An electronic device 900 according to this embodiment of the disclosure is described below with reference to fig. 9. The electronic device 900 shown in fig. 9 is only an example and should not bring any limitations to the functionality or scope of use of the embodiments of the present disclosure.
As shown in fig. 9, the electronic device 900 is embodied in the form of a general purpose computing device. Components of electronic device 900 may include, but are not limited to: the at least one processing unit 910, the at least one memory unit 920, and a bus 930 that couples various system components including the memory unit 920 and the processing unit 910.
Wherein the storage unit stores program code that is executable by the processing unit 910 to cause the processing unit 910 to perform steps according to various exemplary embodiments of the present disclosure described in the above section "exemplary method" of the present specification.

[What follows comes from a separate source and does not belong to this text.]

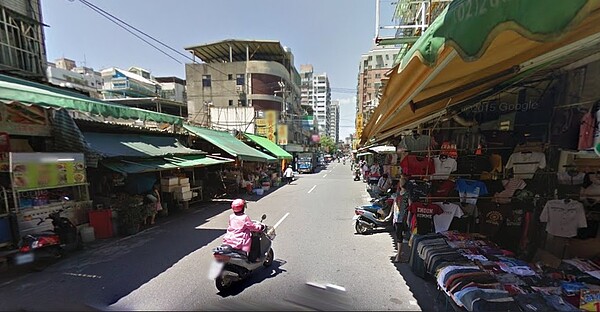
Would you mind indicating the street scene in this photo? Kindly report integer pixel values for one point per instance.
(339, 155)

For example, the processing unit 910 may perform the following steps of the above method embodiments: acquiring a matter graph of a target event scene, wherein the matter graph comprises: the method comprises the following steps that a plurality of event nodes and node connection relations among the event nodes are obtained, and each event node corresponds to one event in a target event scene; determining feature vectors of a case map using a graph neural network model; inputting the characteristic vectors of the case map into a pre-trained neural network model, and predicting missing event nodes in the case map and corresponding node connection relations; and determining potential events in the target event scene according to the missing event nodes in the event graph and the corresponding node connection relation.
In one embodiment, the processing unit 910 may perform the following steps of the above-described method embodiments to determine feature vectors of a case graph using a graph neural network model: determining a feature vector of each event node in the event graph by using the graph neural network model; and determining the characteristic vector of the event map according to the characteristic vector of each event node in the event map.
In one embodiment, before inputting the feature vectors of the event graph into the pre-trained neural network model to predict the missing event nodes and the corresponding node connection relationships in the event graph, the processing unit 910 may perform the following steps of the method embodiment: acquiring a plurality of complete affair maps, wherein each complete affair map corresponds to an event scene; deleting event nodes in each complete affair map and node connection relations among the event nodes in proportion to obtain a missing affair map of each complete affair map; and training the neural network model by taking the plurality of complete case maps and the corresponding missing case maps as training data to obtain the trained neural network model.
In one embodiment, the processing unit 910 may perform the following steps of the above method embodiments to obtain a plurality of complete event maps: acquiring a plurality of events under each event scene; generalizing a plurality of events in each event scene to obtain a plurality of event nodes in each event scene; inputting a plurality of events under each event scene into a natural language processing model, and outputting node connection relations among a plurality of event nodes under each event scene; and generating a complete affair map under each event scene according to the plurality of event nodes under each event scene and the corresponding node connection relation.
In one embodiment, the processing unit 910 may perform the following steps of the above method embodiments to predict missing event nodes and corresponding node connection relationships in the event graph: and predicting missing event nodes in the event graph and corresponding node connection relations layer by adopting a multi-layer attention mechanism based on a pre-trained neural network model.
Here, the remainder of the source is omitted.